Friday, September 13, 2013
Virginie Roveillo (Conservation Law Center, Bloomington, IN) recently published an article entitled, Don’t Means Don’t! . . . Unless It Doesn’t – Bending the Rules with Equitable Deviation, 27 Prob. & Prop. 50 (September/October 2013). Provided below is the beginning of her article:
For a novice in charity matters, the idea of giving wealth in the form of a charitable trust raises four initial questions: (1) Why do we give? Well, it’s complicated. Boiled down to basics, giving our wealth benefits both others (the public and the government) and ourselves (our egos and our taxes). (2) How do we give? We either give with instructions (restricted) or without instructions (unrestricted). (3) Why restrict a gift? Human nature. It’s human nature to want to maintain some control over our wealth, even after it goes to a public purpose and even after we die. But, it’s also human nature to anticipate that same instinct (the desire to control wealth) in others, particularly in those we place at the controls of our wealth. (4) Are there ways to get around charitable restrictions? Yes. Persuasively ask a court and hope for the Attorney General’s approval.

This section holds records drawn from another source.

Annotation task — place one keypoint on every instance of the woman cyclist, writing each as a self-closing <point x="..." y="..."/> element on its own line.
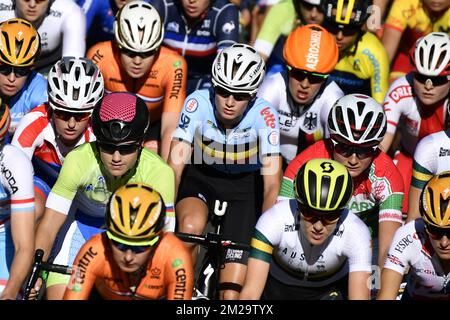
<point x="311" y="247"/>
<point x="423" y="245"/>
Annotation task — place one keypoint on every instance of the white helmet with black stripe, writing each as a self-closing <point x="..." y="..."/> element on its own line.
<point x="238" y="69"/>
<point x="138" y="27"/>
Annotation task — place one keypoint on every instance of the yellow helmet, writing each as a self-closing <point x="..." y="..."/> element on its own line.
<point x="19" y="44"/>
<point x="323" y="185"/>
<point x="136" y="215"/>
<point x="434" y="202"/>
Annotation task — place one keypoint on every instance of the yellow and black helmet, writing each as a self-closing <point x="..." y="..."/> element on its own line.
<point x="434" y="204"/>
<point x="19" y="43"/>
<point x="323" y="185"/>
<point x="136" y="215"/>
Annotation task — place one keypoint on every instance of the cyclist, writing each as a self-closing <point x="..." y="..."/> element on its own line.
<point x="20" y="87"/>
<point x="363" y="65"/>
<point x="233" y="136"/>
<point x="430" y="158"/>
<point x="143" y="261"/>
<point x="92" y="172"/>
<point x="422" y="245"/>
<point x="406" y="22"/>
<point x="136" y="62"/>
<point x="16" y="213"/>
<point x="48" y="132"/>
<point x="312" y="246"/>
<point x="280" y="20"/>
<point x="100" y="19"/>
<point x="303" y="95"/>
<point x="198" y="30"/>
<point x="60" y="23"/>
<point x="417" y="102"/>
<point x="357" y="124"/>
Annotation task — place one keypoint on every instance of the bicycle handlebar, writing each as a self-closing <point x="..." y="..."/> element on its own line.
<point x="211" y="239"/>
<point x="39" y="266"/>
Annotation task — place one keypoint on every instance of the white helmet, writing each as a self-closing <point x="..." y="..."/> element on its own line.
<point x="431" y="54"/>
<point x="239" y="69"/>
<point x="138" y="27"/>
<point x="74" y="85"/>
<point x="358" y="119"/>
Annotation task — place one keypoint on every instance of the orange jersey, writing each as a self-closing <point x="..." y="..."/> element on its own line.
<point x="169" y="274"/>
<point x="163" y="88"/>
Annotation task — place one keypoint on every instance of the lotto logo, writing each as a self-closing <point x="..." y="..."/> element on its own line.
<point x="269" y="118"/>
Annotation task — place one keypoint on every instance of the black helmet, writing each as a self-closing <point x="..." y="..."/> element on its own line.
<point x="120" y="117"/>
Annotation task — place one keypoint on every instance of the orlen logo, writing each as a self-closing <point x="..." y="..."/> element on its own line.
<point x="400" y="92"/>
<point x="269" y="118"/>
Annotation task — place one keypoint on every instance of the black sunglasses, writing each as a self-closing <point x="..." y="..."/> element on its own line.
<point x="237" y="96"/>
<point x="347" y="150"/>
<point x="123" y="149"/>
<point x="66" y="116"/>
<point x="135" y="249"/>
<point x="133" y="54"/>
<point x="437" y="233"/>
<point x="18" y="71"/>
<point x="435" y="80"/>
<point x="301" y="75"/>
<point x="347" y="30"/>
<point x="312" y="216"/>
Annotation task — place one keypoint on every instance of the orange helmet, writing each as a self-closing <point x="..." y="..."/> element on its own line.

This article is about how one man’s restriction, adhered to for some 350 years, was finally undone, and how neither the Attorney General (AG) nor the probate court seems to have fully contemplated the legal duties under Massachusetts trust law. On his death in 1660, William Paine left a piece of land in Ipswich, Massachusetts, known today as Little Neck, in trust for the benefit of the Ipswich public school, with the following caveat: “The said land not to be sold nor wasted.” In 2010, the trustees, embroiled in litigation triggered largely as a result of mismanagement, parted with a foundational piece of the trust’s history: they sought and were granted permission to deviate from Paine’s instructions and sell Little Neck.